Copies and views in Pandas¶

Arrays, DataFrames, can contain a large amount of data so it is good to avoid copies, even temporary ones, when possible. Thus extracting a sub-array to consult it does not require a copy. If now we want to modify it then we must ask ourselves the question of modifying the original table.

In practice Pandas chooses whether it makes a copy or a view. If he made a view, a modification of the sub-table will modify the main table, which will not be the case if he made a copy. Also Pandas sends a warning message to emphasize the uncertainty.

In [1]:
import pandas as pd
from IPython.display import display, HTML

CSS = """
.output {
    flex-direction: row;
}
"""
HTML('<style>{}</style>'.format(CSS))
Out[1]:
In [2]:
print(pd.__version__)  # behaviour can change with the version
2.2.1
In [3]:
df = pd.DataFrame({'A':list('qwer'), 'B':list('asdf')})
df
Out[3]:
A B
0 q a
1 w s
2 e d
3 r f
In [4]:
df2 = df.loc[1:3,:]
df.loc[2,'B'] = 'X'   # warning, here 2 is a label (by chance it has the same value than the index)
df2.loc[1,'A'] = 'Z'
/tmp/ipykernel_897/1281438451.py:3: SettingWithCopyWarning: 
A value is trying to be set on a copy of a slice from a DataFrame

See the caveats in the documentation: https://pandas.pydata.org/pandas-docs/stable/user_guide/indexing.html#returning-a-view-versus-a-copy
  df2.loc[1,'A'] = 'Z'

df2 is potentially a copy of part of df (but it could be a view).

In [5]:
from IPython.display import display
display(df, df2)
A B
0 q a
1 Z s
2 e X
3 r f
A B
1 Z s
2 e X
3 r f

So we can see here that df2 is a view of df since a change on one of them is visible on the other (both have X and Z).

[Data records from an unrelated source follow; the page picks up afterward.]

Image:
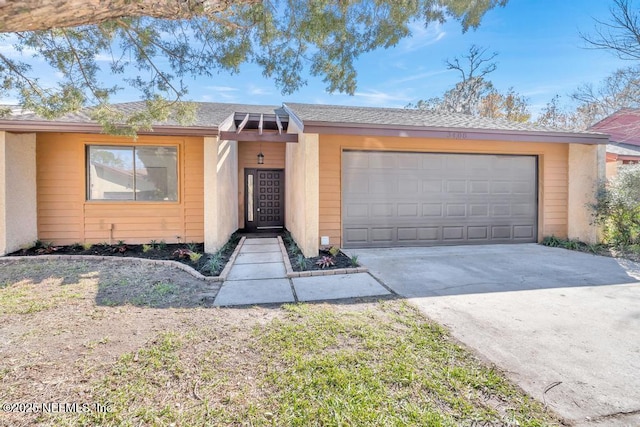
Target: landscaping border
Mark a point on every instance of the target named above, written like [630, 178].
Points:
[170, 263]
[293, 274]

However, if I add a column to df2, since I give this column to df then the columns A and B of the 2 dataframes are views but the columns C of the 2 dataframes are distinct therefore copies!

In [6]:
df = pd.DataFrame({'A':list('qwer'), 'B':list('asdf')})
df2 = df.loc[1:3,:]
df2['C'] = df.A + df.B 

df.loc[2,'B'] = 'X'
df2.loc[1,'A'] = 'Z'

df['C'] = df2['C']
df2.loc[3,'C'] = 'AB'
/tmp/ipykernel_897/3317636207.py:3: SettingWithCopyWarning: 
A value is trying to be set on a copy of a slice from a DataFrame.
Try using .loc[row_indexer,col_indexer] = value instead

See the caveats in the documentation: https://pandas.pydata.org/pandas-docs/stable/user_guide/indexing.html#returning-a-view-versus-a-copy
  df2['C'] = df.A + df.B
In [7]:
display(df, df2)
A B C
0 q a NaN
1 Z s ws
2 e X ed
3 r f rf
A B C
1 Z s ws
2 e X ed
3 r f AB

Note that the result may be different since you never know if Pandas sees df2 as a view or a copy.

copy to make sure you have a copy¶

You want to be sure of the result, make copies:

In [8]:
df = pd.DataFrame({'A':list('qwer'), 'B':list('asdf')})
df2 = df.loc[1:3,:].copy()
df.loc[1,'A'] = 'X'
df2.loc[2,'B'] = 'Z'
display(df, df2)
A B
0 q a
1 X s
2 e d
3 r f
A B
1 w s
2 e Z
3 r f

To sum up :

  • in reader only mode, views are fine
  • in writing mode, copies are preferred.
In [ ]: